Early Mars' habitability and global cooling by H2-based methanogens
Boris Sauterey, Benjamin Charnay, Antonin Affholder, Stephane Mazevet, and Regis Ferriere

TL;DR
This study evaluates the potential for early Mars' subsurface to support H2-based methanogenic life, showing it was likely habitable but could have caused global cooling, ending surface habitability.
Contribution
It provides the first quantitative assessment of H2-based methanogen habitability and their climate impact on early Mars.
Findings
Subsurface habitability was very likely, mainly limited by surface ice coverage.
Biomass productivity could match early Earth's ocean levels.
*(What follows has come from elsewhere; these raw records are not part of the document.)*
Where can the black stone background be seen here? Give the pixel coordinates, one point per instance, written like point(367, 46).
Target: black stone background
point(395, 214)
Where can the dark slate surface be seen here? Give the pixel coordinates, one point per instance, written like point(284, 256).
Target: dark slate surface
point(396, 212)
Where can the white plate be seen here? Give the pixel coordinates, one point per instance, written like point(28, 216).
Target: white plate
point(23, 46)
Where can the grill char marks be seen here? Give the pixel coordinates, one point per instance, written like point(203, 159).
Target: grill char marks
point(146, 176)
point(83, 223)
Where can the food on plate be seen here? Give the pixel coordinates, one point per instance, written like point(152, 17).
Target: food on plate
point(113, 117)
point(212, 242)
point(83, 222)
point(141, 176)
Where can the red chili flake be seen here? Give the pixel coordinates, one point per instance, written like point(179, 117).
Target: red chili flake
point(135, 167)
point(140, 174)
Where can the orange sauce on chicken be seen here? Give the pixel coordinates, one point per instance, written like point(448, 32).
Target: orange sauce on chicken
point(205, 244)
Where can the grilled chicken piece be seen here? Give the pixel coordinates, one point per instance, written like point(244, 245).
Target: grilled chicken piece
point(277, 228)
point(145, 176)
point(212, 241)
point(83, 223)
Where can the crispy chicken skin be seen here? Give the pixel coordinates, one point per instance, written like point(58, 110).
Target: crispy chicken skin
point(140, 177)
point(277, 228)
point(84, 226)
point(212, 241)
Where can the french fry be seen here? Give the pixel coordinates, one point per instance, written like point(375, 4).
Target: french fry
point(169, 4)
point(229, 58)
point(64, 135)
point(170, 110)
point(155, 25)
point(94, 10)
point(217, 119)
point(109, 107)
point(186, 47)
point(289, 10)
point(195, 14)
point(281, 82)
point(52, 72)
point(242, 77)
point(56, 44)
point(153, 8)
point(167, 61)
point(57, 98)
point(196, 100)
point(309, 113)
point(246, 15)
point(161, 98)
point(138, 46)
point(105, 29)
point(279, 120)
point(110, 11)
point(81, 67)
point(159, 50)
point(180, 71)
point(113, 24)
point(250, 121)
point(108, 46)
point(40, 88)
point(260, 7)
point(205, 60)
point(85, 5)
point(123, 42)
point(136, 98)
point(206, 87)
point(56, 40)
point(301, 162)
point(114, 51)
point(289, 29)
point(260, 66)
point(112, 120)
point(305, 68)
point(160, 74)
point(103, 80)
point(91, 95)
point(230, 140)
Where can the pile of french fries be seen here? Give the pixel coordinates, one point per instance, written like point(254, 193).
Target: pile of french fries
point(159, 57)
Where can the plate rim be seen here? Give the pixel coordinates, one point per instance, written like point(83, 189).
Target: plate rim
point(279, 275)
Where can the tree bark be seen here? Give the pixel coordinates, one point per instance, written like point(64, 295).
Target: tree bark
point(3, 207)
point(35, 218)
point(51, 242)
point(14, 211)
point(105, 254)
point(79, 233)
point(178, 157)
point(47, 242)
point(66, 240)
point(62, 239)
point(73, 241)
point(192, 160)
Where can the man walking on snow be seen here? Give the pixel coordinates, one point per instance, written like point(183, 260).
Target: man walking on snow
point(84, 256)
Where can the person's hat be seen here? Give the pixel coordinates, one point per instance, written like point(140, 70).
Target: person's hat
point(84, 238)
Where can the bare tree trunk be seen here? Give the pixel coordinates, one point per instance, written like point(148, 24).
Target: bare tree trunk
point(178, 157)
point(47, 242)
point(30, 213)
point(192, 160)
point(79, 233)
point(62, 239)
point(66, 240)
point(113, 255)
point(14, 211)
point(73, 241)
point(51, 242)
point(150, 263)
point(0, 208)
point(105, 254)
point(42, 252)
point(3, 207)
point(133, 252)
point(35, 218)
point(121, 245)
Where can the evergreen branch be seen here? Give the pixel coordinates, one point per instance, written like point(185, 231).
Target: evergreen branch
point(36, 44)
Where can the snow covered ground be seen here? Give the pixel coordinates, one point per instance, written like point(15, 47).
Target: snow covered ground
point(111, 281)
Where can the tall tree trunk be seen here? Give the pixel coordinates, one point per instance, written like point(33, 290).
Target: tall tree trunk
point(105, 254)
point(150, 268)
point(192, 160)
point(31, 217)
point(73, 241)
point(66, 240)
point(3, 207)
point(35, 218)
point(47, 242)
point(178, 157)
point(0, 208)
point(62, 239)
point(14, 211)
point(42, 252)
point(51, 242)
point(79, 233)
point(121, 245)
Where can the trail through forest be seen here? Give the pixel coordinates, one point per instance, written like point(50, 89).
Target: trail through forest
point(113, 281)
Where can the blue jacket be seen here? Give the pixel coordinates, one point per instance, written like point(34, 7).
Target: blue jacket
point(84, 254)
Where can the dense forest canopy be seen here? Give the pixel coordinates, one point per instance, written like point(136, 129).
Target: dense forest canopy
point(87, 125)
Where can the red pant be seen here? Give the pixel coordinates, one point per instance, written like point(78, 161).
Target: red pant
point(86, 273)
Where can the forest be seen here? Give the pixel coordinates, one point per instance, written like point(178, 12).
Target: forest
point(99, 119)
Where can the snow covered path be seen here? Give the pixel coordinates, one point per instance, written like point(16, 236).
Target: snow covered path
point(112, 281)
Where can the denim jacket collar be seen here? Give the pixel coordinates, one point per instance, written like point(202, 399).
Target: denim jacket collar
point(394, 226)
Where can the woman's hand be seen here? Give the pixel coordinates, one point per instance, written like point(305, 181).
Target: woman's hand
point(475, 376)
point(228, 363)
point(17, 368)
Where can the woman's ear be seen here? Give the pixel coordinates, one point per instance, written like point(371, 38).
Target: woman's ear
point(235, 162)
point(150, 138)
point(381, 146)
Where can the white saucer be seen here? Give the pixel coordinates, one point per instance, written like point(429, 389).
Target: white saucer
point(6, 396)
Methanogenesis likely caused global cooling, ending surface habitability.
Abstract
During the Noachian, Mars' crust may have provided a favorable environment for microbial life. The porous brine-saturated regolith would have created a physical space sheltered from UV and cosmic radiations and provided a solvent, while the below-ground temperature and diffusion of a dense reduced atmosphere may have supported simple microbial organisms that consume H2 and CO2 as energy and carbon sources and produce methane as a waste. On Earth, hydrogenotrophic methanogenesis was among the earliest metabolisms but its viability on early Mars has never been quantitatively evaluated. Here we present a probabilistic assessment of Mars' Noachian habitability to H2-based methanogens, and quantify their biological feedback on Mars' atmosphere and climate. We find that subsurface habitability was very likely, and limited mainly by the extent of surface ice coverage. Biomass productivity…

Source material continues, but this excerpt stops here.